[youtube]http://www.youtube.com/watch?v=LMzwAEI56-4[/youtube]
Turns out, you don’t even need words for effective oral communication…just the ability to participate in a particular speech genre. Since I can’t stop watching this video, I am featuring it, and a couple of other babies, here in my first blog post. Mini Preacher (MP) is interesting on a number of levels, most immediately though in terms of speech genre (see Bakhtin). In the absence of language, an analysis of MP’s sermon is in large part necessarily an analysis of genre. Did you see how Mini Preacher (MP) used his chubby arms to sum up his toddler point? MP’s performance makes explicit the dialogic and collaborative nature of audience, both real and imagined (“addressivity”). The audience’s applause, cheers, and calls to “preach on!” are integral to his speech. He doesn’t need actual words to whip the house into a frenzy as the audience fills them in for him, closing his presentation with “in the name of Jesus.”
As audience for BPL groups, we are also dialogic partners, interlocutors in the Bahktinian sense. I am a stand in for faculty and class mates, who are themselves stand in’s for the board of investors out in the “real world.” As a new Fellow working with BPL courses, about to run the gauntlet of my first rehearsal season (my first 2 are scheduled for today in fact), the MP video also asks me to consider the business speech genre in my own (non-evaluative) assessments of student group presentations. The basic characteristics of evangelist speech are clear and recognizable in MP’s performance, even if not explicitly catalogued here. What though are the specific speech genres of the business world and transactions? Are they captured in the cool confidence and rational assertiveness of the E-trade baby? Are they catalogued somewhere? And if so, would such genre characteristics prove useful standards to judge the BPL presentations by?

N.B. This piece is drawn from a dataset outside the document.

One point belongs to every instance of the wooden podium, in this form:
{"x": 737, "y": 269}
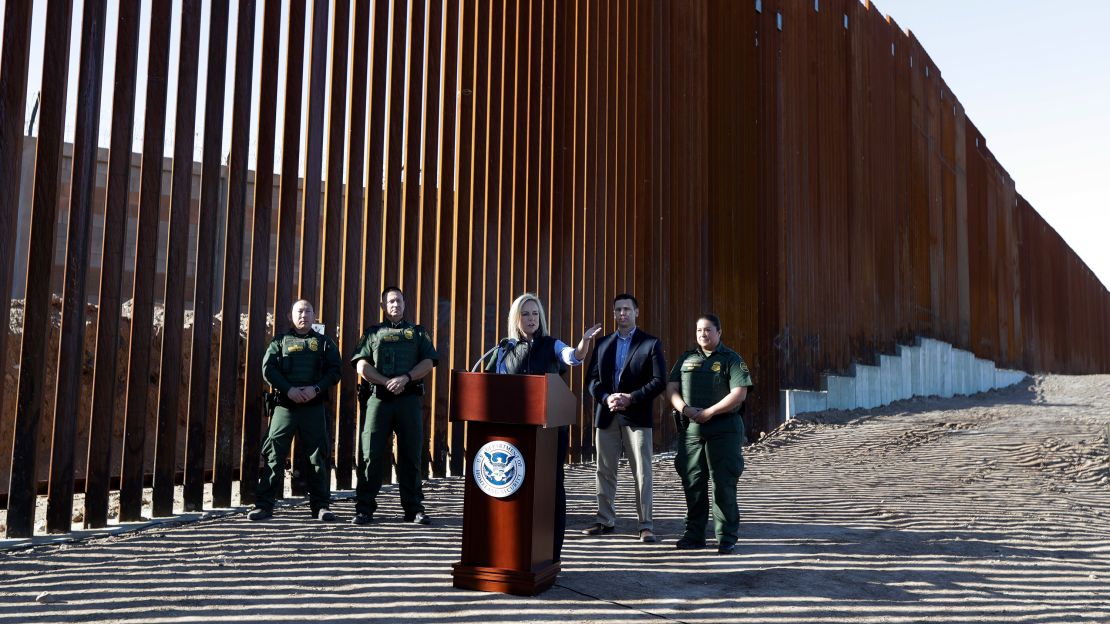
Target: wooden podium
{"x": 508, "y": 542}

As a parent I am interested in oral communication and social development. Specifically the raced/classed/gendered ways in which I/we consciously and unconsciously facilitate the social and dialogical process that consciousness develops from. Babies are also our mirrors. Children tell us a lot about our specific language-mediated proclivities, from Mini Preacher’s screaming exertions, to my toddler’s constant asking of questions he already knows the answer to (clearly a parenting pedagogy of mine in need of revision!). Thus an analysis of infant (and student) speech is also an analysis of self (and of discipline).
As a social psychologist, I am reminded of the vast literature on persuasion that exists (under the umbrella of social influence) that could usefully be applied to the prepping of oral presentations.
As all three, I am looking forward to more opportunities to consider the cute side of language and social development.